Megan Schott (Master of Arts, Urban and Regional Planning, 2020) grew up in Des Moines, but her family's roots in rural Iowa span generations. Centuries of farm work and hardship narratives have informed her traditional perspective of Iowa's small-town life.
That perspective shifted during the spring 2019 semester—and opened a professional pathway to new possibilities—when Schott saw a fresh side of Iowa's cultural landscape.
Schott was one of nine students in the Community Development course in the Upper Midwest.
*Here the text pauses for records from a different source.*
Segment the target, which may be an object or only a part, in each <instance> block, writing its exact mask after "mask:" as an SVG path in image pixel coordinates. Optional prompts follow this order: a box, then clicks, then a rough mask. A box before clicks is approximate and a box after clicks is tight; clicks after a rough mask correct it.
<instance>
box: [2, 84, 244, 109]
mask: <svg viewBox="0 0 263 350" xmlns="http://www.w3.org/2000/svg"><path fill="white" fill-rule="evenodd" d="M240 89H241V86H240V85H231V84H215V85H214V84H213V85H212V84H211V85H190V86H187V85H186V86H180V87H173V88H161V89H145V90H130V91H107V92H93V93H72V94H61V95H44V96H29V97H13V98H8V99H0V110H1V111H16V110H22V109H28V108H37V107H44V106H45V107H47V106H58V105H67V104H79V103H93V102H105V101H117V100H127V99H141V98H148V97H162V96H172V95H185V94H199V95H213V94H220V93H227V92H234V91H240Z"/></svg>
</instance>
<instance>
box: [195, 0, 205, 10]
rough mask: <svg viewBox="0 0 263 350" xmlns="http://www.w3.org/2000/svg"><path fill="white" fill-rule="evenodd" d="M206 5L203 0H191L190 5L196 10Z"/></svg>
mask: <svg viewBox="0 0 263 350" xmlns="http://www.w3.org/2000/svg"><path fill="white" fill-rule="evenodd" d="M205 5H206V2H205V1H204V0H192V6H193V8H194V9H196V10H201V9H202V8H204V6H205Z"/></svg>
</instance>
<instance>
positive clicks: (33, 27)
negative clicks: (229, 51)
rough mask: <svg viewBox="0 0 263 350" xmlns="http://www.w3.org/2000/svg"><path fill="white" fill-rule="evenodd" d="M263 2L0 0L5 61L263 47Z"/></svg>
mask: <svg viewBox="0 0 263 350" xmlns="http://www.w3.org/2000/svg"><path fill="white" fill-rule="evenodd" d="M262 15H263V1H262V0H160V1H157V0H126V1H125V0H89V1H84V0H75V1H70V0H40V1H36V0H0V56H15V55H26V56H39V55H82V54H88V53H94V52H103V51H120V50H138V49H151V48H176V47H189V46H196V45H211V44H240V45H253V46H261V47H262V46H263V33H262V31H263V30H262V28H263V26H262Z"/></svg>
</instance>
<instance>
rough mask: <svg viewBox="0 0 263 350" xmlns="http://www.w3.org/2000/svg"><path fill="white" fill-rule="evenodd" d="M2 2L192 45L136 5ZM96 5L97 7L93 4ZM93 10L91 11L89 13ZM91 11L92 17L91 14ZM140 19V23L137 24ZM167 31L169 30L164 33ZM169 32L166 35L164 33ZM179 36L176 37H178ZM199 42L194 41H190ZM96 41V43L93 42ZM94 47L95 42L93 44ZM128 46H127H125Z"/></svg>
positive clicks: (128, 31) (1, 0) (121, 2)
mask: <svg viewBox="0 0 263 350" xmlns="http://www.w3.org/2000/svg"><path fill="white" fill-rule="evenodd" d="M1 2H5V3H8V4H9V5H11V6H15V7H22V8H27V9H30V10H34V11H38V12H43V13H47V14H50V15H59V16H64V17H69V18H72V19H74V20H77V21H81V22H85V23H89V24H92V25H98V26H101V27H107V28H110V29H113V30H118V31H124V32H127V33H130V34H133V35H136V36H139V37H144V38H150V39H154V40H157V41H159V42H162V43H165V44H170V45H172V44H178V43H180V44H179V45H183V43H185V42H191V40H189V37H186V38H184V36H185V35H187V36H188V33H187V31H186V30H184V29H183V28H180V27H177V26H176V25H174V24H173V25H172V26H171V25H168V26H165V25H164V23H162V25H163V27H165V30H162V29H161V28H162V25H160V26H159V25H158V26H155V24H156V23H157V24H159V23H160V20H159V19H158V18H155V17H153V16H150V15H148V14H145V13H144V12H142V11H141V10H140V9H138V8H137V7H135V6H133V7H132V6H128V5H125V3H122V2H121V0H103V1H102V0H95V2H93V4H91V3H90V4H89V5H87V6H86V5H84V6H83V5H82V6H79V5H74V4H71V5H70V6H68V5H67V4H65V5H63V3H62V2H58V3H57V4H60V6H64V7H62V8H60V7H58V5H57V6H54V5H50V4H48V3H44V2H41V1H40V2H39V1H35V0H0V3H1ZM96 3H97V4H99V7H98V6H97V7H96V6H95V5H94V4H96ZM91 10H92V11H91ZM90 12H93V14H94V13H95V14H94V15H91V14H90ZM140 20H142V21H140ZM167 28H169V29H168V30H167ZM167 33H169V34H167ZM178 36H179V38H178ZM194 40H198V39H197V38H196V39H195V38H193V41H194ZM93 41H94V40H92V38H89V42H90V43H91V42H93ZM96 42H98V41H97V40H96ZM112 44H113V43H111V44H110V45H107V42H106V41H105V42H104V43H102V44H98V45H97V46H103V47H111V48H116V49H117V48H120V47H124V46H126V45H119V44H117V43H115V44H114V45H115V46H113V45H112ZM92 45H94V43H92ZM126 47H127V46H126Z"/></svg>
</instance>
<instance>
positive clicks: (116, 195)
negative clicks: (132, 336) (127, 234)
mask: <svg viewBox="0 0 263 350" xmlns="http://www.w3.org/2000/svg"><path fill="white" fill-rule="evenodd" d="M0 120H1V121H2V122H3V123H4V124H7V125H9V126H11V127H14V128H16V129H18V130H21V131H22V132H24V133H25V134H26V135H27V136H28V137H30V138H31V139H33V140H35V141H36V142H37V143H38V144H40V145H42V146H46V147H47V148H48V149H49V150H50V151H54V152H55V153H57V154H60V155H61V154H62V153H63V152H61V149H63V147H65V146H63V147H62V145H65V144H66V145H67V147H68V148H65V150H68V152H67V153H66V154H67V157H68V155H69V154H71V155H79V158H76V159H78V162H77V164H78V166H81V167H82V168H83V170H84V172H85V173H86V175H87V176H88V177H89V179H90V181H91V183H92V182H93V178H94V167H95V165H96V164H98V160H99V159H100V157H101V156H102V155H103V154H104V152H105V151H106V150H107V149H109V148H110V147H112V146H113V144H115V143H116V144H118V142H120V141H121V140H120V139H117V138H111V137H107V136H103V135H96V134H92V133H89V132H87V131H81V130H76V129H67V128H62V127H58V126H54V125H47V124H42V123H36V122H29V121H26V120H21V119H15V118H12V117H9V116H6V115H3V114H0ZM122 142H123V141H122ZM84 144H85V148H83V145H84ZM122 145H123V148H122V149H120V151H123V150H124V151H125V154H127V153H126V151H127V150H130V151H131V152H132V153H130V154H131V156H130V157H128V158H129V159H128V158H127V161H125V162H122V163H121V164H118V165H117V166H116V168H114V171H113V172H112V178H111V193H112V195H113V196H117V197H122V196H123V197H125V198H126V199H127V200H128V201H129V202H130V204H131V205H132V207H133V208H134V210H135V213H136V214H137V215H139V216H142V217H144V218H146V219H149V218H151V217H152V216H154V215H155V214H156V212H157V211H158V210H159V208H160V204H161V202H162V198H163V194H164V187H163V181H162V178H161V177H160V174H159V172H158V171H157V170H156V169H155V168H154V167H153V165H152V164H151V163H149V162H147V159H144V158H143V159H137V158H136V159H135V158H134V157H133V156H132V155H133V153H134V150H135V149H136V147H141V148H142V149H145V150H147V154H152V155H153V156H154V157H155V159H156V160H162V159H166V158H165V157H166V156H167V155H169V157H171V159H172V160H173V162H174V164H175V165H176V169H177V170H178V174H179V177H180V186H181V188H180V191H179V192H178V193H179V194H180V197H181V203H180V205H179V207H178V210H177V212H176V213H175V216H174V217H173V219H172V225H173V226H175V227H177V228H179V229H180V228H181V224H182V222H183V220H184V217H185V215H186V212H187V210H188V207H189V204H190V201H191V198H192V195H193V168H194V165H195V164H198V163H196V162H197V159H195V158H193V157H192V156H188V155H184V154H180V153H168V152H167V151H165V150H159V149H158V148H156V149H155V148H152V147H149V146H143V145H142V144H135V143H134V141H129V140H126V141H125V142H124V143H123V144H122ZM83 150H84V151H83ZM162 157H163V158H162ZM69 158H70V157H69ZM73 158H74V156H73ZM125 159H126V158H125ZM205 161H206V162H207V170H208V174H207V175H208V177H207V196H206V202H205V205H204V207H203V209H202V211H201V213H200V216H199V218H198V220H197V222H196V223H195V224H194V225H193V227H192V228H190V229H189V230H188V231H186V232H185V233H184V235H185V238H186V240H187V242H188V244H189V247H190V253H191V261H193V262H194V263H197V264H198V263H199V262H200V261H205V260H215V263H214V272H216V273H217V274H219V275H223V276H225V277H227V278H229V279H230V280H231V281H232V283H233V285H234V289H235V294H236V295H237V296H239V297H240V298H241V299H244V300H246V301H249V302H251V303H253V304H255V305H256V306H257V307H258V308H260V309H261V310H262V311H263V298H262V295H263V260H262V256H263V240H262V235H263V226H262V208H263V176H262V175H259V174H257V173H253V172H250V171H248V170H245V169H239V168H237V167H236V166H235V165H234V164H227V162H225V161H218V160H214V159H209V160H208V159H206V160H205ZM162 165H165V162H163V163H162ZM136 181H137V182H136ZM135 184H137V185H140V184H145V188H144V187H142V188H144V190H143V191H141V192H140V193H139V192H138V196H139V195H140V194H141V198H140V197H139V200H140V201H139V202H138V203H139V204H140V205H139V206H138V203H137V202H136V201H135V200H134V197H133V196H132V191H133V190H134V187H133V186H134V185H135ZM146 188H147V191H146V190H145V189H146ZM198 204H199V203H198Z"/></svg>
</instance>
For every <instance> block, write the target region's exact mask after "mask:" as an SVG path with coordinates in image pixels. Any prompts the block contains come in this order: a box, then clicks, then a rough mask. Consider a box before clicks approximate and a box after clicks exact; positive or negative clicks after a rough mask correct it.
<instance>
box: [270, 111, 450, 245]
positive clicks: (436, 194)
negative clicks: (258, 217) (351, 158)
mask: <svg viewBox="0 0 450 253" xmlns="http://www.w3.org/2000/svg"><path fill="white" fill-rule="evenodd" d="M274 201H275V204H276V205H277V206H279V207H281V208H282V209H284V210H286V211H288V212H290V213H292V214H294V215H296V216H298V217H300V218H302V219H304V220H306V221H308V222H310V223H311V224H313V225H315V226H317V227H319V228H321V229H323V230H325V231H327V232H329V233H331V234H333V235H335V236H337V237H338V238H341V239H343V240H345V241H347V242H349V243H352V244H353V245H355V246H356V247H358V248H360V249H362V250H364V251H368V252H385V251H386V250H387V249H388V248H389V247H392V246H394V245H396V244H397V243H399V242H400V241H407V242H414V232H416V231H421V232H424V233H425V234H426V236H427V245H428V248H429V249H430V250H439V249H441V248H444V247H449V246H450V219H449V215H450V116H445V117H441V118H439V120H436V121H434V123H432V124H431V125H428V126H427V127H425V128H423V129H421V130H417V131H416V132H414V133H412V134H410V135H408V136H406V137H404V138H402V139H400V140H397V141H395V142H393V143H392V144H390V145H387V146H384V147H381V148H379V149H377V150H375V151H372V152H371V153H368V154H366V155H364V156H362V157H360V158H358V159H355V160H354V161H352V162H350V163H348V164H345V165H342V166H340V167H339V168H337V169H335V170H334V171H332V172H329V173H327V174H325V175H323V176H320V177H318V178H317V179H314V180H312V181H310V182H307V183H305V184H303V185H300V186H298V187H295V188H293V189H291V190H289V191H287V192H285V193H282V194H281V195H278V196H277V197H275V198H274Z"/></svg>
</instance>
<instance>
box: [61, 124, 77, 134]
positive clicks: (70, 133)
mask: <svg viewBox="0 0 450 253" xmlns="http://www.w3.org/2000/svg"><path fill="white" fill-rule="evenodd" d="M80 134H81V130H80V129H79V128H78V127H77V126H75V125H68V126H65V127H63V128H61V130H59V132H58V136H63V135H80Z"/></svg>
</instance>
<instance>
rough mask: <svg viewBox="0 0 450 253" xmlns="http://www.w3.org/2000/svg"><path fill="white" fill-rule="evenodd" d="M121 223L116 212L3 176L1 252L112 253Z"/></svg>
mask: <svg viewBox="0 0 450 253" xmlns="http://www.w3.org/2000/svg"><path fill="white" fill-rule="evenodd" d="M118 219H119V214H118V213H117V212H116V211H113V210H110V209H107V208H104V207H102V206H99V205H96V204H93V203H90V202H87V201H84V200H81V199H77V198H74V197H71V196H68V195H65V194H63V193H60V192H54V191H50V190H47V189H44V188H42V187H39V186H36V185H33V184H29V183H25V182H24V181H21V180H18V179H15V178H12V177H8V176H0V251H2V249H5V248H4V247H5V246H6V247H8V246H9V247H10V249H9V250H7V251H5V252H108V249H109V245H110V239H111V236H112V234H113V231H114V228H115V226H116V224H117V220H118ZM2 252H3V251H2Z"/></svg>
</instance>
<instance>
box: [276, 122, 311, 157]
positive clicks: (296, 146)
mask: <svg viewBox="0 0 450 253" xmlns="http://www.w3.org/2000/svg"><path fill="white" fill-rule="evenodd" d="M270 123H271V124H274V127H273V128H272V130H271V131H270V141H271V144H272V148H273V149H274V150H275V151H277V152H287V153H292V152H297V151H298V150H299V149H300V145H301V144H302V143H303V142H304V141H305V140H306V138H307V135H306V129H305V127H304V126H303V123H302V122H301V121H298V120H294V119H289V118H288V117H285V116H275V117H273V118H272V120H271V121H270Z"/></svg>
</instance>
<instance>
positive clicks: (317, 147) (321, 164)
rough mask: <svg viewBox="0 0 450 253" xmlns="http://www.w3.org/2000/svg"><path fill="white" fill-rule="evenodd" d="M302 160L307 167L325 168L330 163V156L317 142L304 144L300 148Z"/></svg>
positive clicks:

The class, taught by Charles Connerly, professor, and director of the School of Urban and Regional Planning, partnered with Columbus Junction, Iowa, as part of the Iowa Initiative for Sustainable Communities (IISC).
The IISC partners faculty, staff, and students with urban and rural communities to complete projects that enhance the sustainability of Iowa's communities while transforming teaching and learning at the university.
Throughout the semester, Schott and her peers worked with Latinx teens in Columbus Junction's Upward Bound program to produce videos and books helping to tell the 150-year story of their community through interviews and historical artifacts.
The video project helped identify a new and changing identity for the community, which involved immigrants and the Latinx population, a stark contrast to the identity of small-town Iowa, where Schott grew up.
After the course, Schott's now eyeing justice-oriented positions or municipal jobs in local government.
"Seeing the diversity of Iowa communities was eye-opening," Schott said.
"When people originally asked me what I wanted to do after graduate school, I would've said I want to be in a diverse, urban environment because I feel like that's where I can make a serious impact," Schott said. "But I discounted the diversity of our home state in certain cases."
"Some Iowa communities are incredibly diverse, with unmet needs for community building and engagement," Schott said.
The IISC's integration of a real-world project into the course significantly impacted the students' learning of the material.
"Our interactions in the community informed our reading and our class discussions. I think our class discussions and reading informed the questions that we asked in our interviews and how we approached those conversations in a respectful, open-minded way," Schott said. "I think the readings and experiences in the community informed each other. They were both critical to the learning process."
Schott's knowledge of Iowa's agricultural background brought a unique perspective to their study of the Midwest and helped highlight and identify how small-town identity has changed over the years while shifting her perspective on diversity in Iowa.